Savcılık mütalaasında ÇAGİAD-ÇOMÜ’ye bağlı Esbav vakfı ile ilgili şüpheliler H.S, B.A, E.K, H.H.M, O.G, C.H.E, S.E ve Ş.K isimli 8 şahıs hakkında verdiği mütalaasında şu ifadelere yer verdi; “Kamu kurum ve kuruluşlarının vakıf ve dernek tüzel kişiliklerinin aracı kılınarak dolandırıcılık suçundan sanıkların ayrı ayrı 32 defa cezalandırılmalarını, ayrıca sanıklar hakkında dini inanç ve duyguların istismarı suretiyle dolandırıcılık suçundan 5 defa ayrı ayrı cezalandırılmalarını, sanık E.D hakkında dini inanç ve duyguların istismarı suretiyle dolandırıcılık suçundan 1 defa ayrı cezalandırılması için kamu davası açılmış olsa da, Esbav aracılığı ile muhtaç öğrencilere burs verileceği konusunda protokol yapıldığ bu doğrultuda esnaf ve işadamlarının vakıf hesabına para yatırdıkları, burs alacak öğrencilerin vakıf tarafından değil; ÇAGİAD tarafından belirlendiği, öğrencilerin cemaate yakın veya cemaat evlendire kalan öğrenciler oldukları ve ev ağabeyleri aracılığı ile öğrencilerin hesabına yatan bursların ellerinden alındığı, paranın bir şekilde örgütün üst yönetimine aktarıldığı tespit edildiği, darbe girişimi ardından burs alan öğrenciler ile ÇAGİAD ile bağlantılı birçok kişi hakkında Silahlı Terör Örgütüne üye olma suçundan işlem yapıldığı, ÇAGİAD’ın hesabına yatırılan paraların burs verilmesinden ziyade örgüte para aktarmaya yönelik olarak gerçekleştirildiği, para yatıran kişilere karşı sanıklarca iradelerin fesata uğratılmasına yönelik bir eylem olmadığı, sanıkların bu işte aracılık yapması şeklinde gerçekleştirdikleri eylemlerin örgüt üyeliği kapsamında faaliyet olarak değerlendirilmesi gerektiği, sanıkların üzerine atılı dolandırıcılık suçunun unsurlarının oluşmaması nedeniyle ayrı ayrı beraatlarına.”.

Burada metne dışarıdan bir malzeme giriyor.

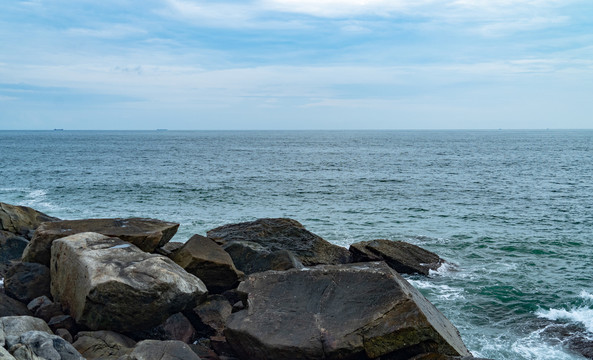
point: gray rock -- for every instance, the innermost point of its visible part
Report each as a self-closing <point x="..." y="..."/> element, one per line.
<point x="162" y="350"/>
<point x="283" y="234"/>
<point x="147" y="234"/>
<point x="26" y="281"/>
<point x="208" y="261"/>
<point x="401" y="256"/>
<point x="106" y="283"/>
<point x="103" y="344"/>
<point x="41" y="345"/>
<point x="349" y="311"/>
<point x="21" y="219"/>
<point x="12" y="327"/>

TERÖRİZMİN FİNANSMANI SUÇLAMASI!
68 sanığın bazıları hakkında da Terörizmin Finansmanı suçlaması, okul ve yurt açarak örgüte yüklü miktarlarda finans kaynağı sağladıkları, örgüte para aktardıkları, yurt ve okullarda yetiştirilen öğrencilerin devlet kurumları içerisinde sistematik bir şekilde örgüt adına faaliyetlerde bulunmak üzere yetiştirdikleri iddiaları da yer aldı. Söz konusu suçlamalardan yargılanan sanıklar H.S, B.A, E.K, H.H.M, O.G, C.H.E, S.E ve Ş.K hakkında savcılık ayrıca; ÇAGİAD ile ÇOMÜ’ye bağlı Esbav vakfı aracılığı ile öğrencilere dağıtılmak üzere toplanan paralar hakkında; “…Burs protokolü doğrultusunda öğrencilere burs verileceği duyurusuyla toplanan paranın tutarının 282 bin 200 lira olduğu, bu paranın örgüt faaliyetinde kullanılmak üzere örgüte aktarıldığı anlaşılmış ise de; bu hususun örgütsel faaliyet kapsamında değerlendirilebileceği, dolandırıcılık suçunun unsurlarının oluşmadığı gözetildiğinden, suçtan kaynaklanan mal varlığı değerlerini aklama suçunun gerçekleşmediği anlaşıldığından sanıkların beraatlarına..”
KARAR DURUŞMASI 10 KASIM’DA..
6 yıldır devam eden ve savcının mahkemeye verdiği mütalaası sonrasında karar duruşması için 10 Kasım 2021 tarihi kararlaştırıldı. Öte yandan aralarında Çanakkale İmamı olarak bilinen Abdullah Ülker’in de aralarında bulunduğu Bekir Baz, Muhammed Feyyaz isimli firari sanıkların yakalama kararlarının infazının bekletilmesine karar verildiği öğrenildi.